Die Auswahl der "vergessenen Gesten" wirkt beliebig. Zu manchen der "125 Volten gegen den Zeitgeist" hat Alexander Pschera mehr als eine Seite geschrieben, andere hat er mitl zwei Zeilen kommentiert. "Vergessene Gesten" ist zuallererst ein Aufruf, sich altmodischer zu verhalten. Warum? Weil unser Leben aufgrund des Vergessens von Gesten "einförmiger, monotoner, gegenstandsloser geworden" sei, heißt es im Klappentext. Das Buch ist sehr schön gebunden und mit Illustrationen von Leandra Eibl bebildert.

Gesten: Gebärden, Gepflogenheiten, Höflichkeitsrituale, Benimm-Regeln

Im Vorwort zu Alexander Pscheras Buch „Vergessene Gesten. 125 Volten gegen den Zeitgeist“ schreibt Martin Mosebach über „Geste und Sprache“. Dabei geht es um die Geste im engeren Sinn, Bewegungen besonders der Hände, Arme und des Kopfes, die beispielsweise ein Redner zur nonverbalen Ergänzung seines Vortrags ausführt. Alexander Pschera schränkt seine Zusammenstellung allerdings nicht auf diese Definition ein, im Gegenteil: nur einige wenige Gebärden hat er in sein Buch aufgenommen, zum Beispiel:

  • Einem Herrn die Hand schütteln
  • Einer Dame die Hand küssen
  • Vor jemandem den Hut lupfen
  • Einen Diener machen
  • Jemandem die Hand auf die Schulter legen
  • Sich die Haare raufen
  • Jemandem den Vogel zeigen

Bei den meisten der „125 Volten“ verwendet Alexander Pschera den Begriff Geste im übertragenen Sinn. Es geht um alltägliche Verrichtungen, Gepflogenheiten, Höflichkeitsrituale und Benimm-Regeln. Beispiele:

  • Blutsbrüderschaft schwören
  • Toast Hawaii essen
  • Eidechsen am Schwanz packen
  • Stierkämpfe besuchen
  • Anschreiben lassen
  • Etwas im Lexikon nachschlagen
  • Eine Zigarre rauchen
  • Jemandem seine Aufwartung machen
  • Sich empfehlen
  • Einer Dame den Hof machen
  • In einem Séparée soupieren
  • Eine Landpartie machen
  • In die Sommerfrische fahren
  • Eine klassische Bildungsreise machen
  • Charakter beweisen

 

Auswahl und Zusammenstellung

Auswahl und Reihenfolge der „125 Volten gegen den Zeitgeist“ wirken beliebig. Manche der von Alexander Pschera in „Vergessene Gesten“ aufgelisteten Gepflogenheiten wurden in den letzten Jahrzehnten verworfen, weil sie als spießig oder rückständig galten (Einen Krawattenknoten binden), anderes gab es schon im 20. Jahrhundert nicht mehr (Sich duellieren).
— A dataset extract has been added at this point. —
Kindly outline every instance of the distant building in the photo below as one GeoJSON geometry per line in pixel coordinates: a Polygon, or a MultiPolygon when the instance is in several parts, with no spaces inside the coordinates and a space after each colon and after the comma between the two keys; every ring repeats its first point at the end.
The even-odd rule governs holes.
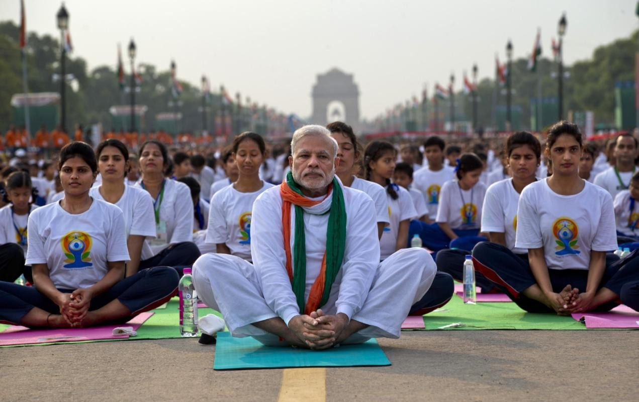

Geografisch liegt der Schwerpunkt auf Westdeutschland, aber Alexander Pschera erwähnt auch Beispiele aus anderen europäischen Ländern (Contenance). Neben Gesten, die aus der Mode gekommen sind, stehen solche, die durch die technische Entwicklung gar nicht mehr möglich sind, etwa:

  • Einen gewöhnlichen Wasserhahn aufdrehen
  • Die Klospülung ziehen
  • Ein Telegramm aufgeben
  • Bücher aufschneiden
  • Fliegenfänger aufhängen

„Vergessene Gesten“ wirkt nicht nur inhaltlich, sondern auch formal heterogen: Zu manchen Gesten hat Alexander Pschera mehr als eine Seite geschrieben, andere mit zwei Zeilen kommentiert. Beispiele:

Kalamitäten über sich ergehen lassen

Wieso? Sind wir etwa noch im Dreißigjährigen Krieg?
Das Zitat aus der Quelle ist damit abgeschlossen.